During the operation of the bowl mill (100) over the extend period of time, the packing body (141c) of the sealing arrangement (140) may get wear and tear and due to that a gap between the bowl hub (112) and the sealing arrangement (140) may arises. Due to such gap the fine coal particles of the upper housing arrangement (110) may move therefrom to the lower housing arrangement (120) in the gear box arrangement and oil. To avoid this, the self-compensating sealing arrangement (140) of the present invention is advantageous, which with the help of the upper packing element (141a) and the lower packing element (141b) of the sealing member (141) and a biasing member (142), closes such gap.
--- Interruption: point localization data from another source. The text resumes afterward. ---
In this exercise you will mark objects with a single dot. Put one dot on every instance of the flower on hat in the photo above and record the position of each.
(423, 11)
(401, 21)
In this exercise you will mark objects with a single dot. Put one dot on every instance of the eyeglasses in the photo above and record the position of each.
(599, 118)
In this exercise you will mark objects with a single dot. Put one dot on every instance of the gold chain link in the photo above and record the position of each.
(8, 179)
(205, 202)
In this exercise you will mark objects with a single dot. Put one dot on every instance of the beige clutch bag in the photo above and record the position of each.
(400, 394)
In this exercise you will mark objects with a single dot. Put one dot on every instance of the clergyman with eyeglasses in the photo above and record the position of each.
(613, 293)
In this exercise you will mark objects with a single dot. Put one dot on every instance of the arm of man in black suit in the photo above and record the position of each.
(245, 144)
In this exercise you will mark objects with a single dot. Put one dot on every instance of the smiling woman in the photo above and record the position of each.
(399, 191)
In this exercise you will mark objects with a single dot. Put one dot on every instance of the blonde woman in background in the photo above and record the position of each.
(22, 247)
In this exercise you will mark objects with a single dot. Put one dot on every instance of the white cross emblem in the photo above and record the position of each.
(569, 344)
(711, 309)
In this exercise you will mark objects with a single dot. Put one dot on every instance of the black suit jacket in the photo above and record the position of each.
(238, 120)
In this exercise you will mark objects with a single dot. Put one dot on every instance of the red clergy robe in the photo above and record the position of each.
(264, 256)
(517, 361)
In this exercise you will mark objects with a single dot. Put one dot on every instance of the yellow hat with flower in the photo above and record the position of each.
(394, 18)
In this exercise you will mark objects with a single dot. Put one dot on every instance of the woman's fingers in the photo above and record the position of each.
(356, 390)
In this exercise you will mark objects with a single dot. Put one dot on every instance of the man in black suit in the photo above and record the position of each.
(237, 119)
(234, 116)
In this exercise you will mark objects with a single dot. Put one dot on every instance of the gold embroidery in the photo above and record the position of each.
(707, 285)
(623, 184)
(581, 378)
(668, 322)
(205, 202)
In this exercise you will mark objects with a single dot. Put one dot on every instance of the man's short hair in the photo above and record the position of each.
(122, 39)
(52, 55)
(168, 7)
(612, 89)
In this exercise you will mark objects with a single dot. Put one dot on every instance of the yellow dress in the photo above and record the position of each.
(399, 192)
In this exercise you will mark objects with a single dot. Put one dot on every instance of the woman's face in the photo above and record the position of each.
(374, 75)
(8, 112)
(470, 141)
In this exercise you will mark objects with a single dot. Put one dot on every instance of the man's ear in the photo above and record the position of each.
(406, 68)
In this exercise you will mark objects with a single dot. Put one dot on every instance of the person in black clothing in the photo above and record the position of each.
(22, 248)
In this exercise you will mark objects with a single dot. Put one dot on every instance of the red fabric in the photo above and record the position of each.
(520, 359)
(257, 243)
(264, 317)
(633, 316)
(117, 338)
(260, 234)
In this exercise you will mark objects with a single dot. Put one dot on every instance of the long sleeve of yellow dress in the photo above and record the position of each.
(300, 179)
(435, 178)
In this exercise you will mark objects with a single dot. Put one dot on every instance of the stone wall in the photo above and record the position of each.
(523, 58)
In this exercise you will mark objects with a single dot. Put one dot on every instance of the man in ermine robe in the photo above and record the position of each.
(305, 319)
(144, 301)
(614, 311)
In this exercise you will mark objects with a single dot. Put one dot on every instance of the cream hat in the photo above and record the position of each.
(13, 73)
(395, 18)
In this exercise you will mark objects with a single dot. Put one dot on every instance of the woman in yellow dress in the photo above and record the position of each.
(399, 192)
In doing so, the biasing member (142) biases the lower packing element (141b) in an upward direction to squeeze the packing body (141c) between the upper (141a) and the lower (141b) packing elements to compensate the gap arises due to wear and tear of the packing body (141c) between the bowl hub (112) and the sealing arrangement (140) during the coal pulverization. Advantageously, the bowl mill of the present disclosure may provide solution the problems that reduces such frequent breakdown and increase productivity of the bowl mill. Further, the bowl mill of the present invention provides such a sealing assembly that may provide solution to such problems as discussed that reduces such frequent breakdown and increase productivity of the bowl mill.

The foregoing descriptions of specific embodiments of the present disclosure have been presented for purposes of illustration and description. They are not intended to be exhaustive or to limit the present disclosure to the precise forms disclosed, and obviously many modifications and variations are possible in light of the above teaching. The embodiments were chosen and described in order to best explain the principles of the present disclosure and its practical application, to thereby enable others skilled in the art to best utilize the present disclosure and various embodiments with various modifications as are suited to the particular use contemplated. It is understood that various omission and substitutions of equivalents are contemplated as circumstance may suggest or render expedient, but such are intended to cover the application or implementation without departing from the spirit or scope of the claims of the present disclosure.

REFERENCE NUMERAL LIST:

Bowl mill (100);

Upper housing arrangement (110); Bowl (i n);

Bowl hub (112); Shaft (113);

Interior space (114);

Lower housing arrangement (120); Gear box arrangement (121); Labyrinth structure (130);

Self-compensating sealing arrangement/ sealing arrangement (140); Sealing member (141); Biasing member (142); Upper packing element (141a); Lower packing element (141b); Packing body (141c); First scrapper arrangement (150); Second scrapper arrangement (160); First scrapping members (161); and Second scrapping members (162).